Am I right that you think a list is more natural because / is associative so the tree grouping is redundant? Or does it have to do with the list terminator?

rotu avatar May 09 '25 06:05 rotu

have a path be either a list of chars or a term with principle functor (/)/2

I understand the temptation of defaulty structures, along the lines of "so easy to compose". That's true. The cost is disproportionate though: Reasoning tasks that ought to be simple (such as: what is the next segment in the path?) become complex. A defaulty representation spreads this cost across all predicates that reason about it.

library(files) is designed to use clean data structures, and avoid defaulty structures.

triska avatar May 09 '25 16:05 triska

have a path be either a list of chars or a term with principle functor (/)/2

I understand the temptation of defaulty structures, along the lines of "so easy to compose". That's true. The cost is disproportionate though: Reasoning tasks that ought to be simple (such as: what is the next segment in the path?) become complex. A defaulty representation spreads this cost across all predicates that reason about it.

The question "what is the next segment in the path" is extra-logical - it CANNOT be written in an environment-agnostic way until the path is processed in an environment-sensitive manner.

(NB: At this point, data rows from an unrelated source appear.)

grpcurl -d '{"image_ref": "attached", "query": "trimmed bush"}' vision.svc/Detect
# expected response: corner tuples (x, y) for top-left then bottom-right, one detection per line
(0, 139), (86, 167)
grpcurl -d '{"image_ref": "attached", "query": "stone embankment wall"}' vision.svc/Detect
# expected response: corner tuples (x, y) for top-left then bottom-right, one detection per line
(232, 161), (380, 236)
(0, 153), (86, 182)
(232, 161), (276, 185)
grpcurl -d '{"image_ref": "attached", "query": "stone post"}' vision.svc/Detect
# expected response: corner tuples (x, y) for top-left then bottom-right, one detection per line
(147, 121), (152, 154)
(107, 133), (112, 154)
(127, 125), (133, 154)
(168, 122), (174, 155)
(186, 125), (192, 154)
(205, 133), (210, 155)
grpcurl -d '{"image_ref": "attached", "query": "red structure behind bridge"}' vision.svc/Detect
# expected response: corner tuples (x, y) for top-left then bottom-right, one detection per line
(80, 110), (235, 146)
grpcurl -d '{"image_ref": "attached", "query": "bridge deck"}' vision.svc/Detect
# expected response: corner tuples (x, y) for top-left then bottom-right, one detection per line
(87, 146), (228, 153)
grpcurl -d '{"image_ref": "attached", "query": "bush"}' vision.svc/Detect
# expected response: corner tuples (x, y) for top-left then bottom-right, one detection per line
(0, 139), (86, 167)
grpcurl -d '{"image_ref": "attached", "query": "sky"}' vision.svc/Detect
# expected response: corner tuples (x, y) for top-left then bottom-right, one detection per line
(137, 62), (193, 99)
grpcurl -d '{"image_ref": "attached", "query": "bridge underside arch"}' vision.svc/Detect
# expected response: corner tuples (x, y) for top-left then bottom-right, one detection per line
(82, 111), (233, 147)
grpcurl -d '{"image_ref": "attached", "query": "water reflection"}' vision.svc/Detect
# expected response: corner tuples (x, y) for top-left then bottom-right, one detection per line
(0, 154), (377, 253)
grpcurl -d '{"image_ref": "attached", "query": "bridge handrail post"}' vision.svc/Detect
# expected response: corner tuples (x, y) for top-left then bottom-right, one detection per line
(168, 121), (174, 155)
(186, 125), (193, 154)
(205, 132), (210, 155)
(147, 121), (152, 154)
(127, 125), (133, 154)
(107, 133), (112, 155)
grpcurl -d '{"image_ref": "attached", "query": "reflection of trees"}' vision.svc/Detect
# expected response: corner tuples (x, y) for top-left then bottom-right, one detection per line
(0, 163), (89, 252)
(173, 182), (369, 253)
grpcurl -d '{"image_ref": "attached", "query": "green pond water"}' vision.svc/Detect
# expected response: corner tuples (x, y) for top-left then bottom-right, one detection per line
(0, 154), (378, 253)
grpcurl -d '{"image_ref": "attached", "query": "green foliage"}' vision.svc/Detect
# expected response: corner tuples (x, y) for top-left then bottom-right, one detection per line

In shell scripting and most programs I've written, usually you don't reason about paths; you assemble paths out of chunks, which may contain environment variables or ~ which are deferred to be expanded by the shell.

Any predicate that tries to convert the path without using something like a well-written path_to_string_lossy/2 or path_to_segments/2 probably contains mistakes or will wind up being tied to operating-specific assumptions (like, e.g. "the path is a string" or e.g. "the path contains a directory name", or e.g. "the path is valid for this system").

library(files) is designed to use clean data structures, and avoid defaulty structures.

I definitely take your objection that, while this seems a tempting design, perhaps it is too cutesy by half, and a DSL may not be called for.

I have a lot to learn about Prolog, let alone writing good Prolog.

rotu avatar May 09 '25 18:05 rotu

The question "what is the next segment in the path" is extra-logical - it CANNOT be written in an environment-agnostic way until the path is processed in an environment-sensitive manner.

My statement pertained to the representation you suggested where this processing was already presumed or not necessary and we have a representation that makes the structure clear. A defaulty representation such as A / B where it is not clear what A and B are is not a good choice for this.

triska avatar May 09 '25 18:05 triska

The question "what is the next segment in the path" is extra-logical - it CANNOT be written in an environment-agnostic way until the path is processed in an environment-sensitive manner.

My statement pertained to the representation you suggested where this processing was already presumed or not necessary and we have a representation that makes the structure clear. A defaulty representation such as A / B where it is not clear what A and B are is not a good choice for this.

I was thinking of constraining the structure. Something along the lines of:

  1. If X is a list of characters, then X is a path.
  2. If Y is (??? not sure what should go here), then os_string(Y) is a path.
  3. If X and Y are paths, then X / Y is a path.

I gather that 1 should maybe have a different principle functor, e.g. string/1 or path/1, to be less defaulty.

rotu avatar May 09 '25 19:05 rotu

Currently, path_segments/2 uses a list where each element is a path segment. To me, a list seems an ideal representation to represent a sequence of segments. A list can be easily processed and reasoned about, combined, transformed etc. with built-in predicates. Questions such as "What is the last segment?" or "How many segments are there?" can be easily answered.

triska avatar May 09 '25 19:05 triska

Currently, path_segments/2 uses a list where each element is a path segment. To me, a list seems an ideal representation to represent a sequence of segments. A list can be easily processed and reasoned about, combined, transformed etc. with built-in predicates. Questions such as "What is the last segment?" or "How many segments are there?" can be easily answered.

I have a few issues with this. (1) The initial path segment has different meaning than the rest. An empty initial segment is weird (maybe the solution is to admit /, C:\, etc. as initial path segments) (2) The final path segment may end with / or not. That's important in some Linux shell commands; not sure whether to normalize it away or not. (3) A path segment may be . or ... (4) A path segment may contain a slash or backslash. Depending on interpretation that might be an obviously illegal filename or a path segment that obviously still needs to be expanded.

rotu avatar May 09 '25 19:05 rotu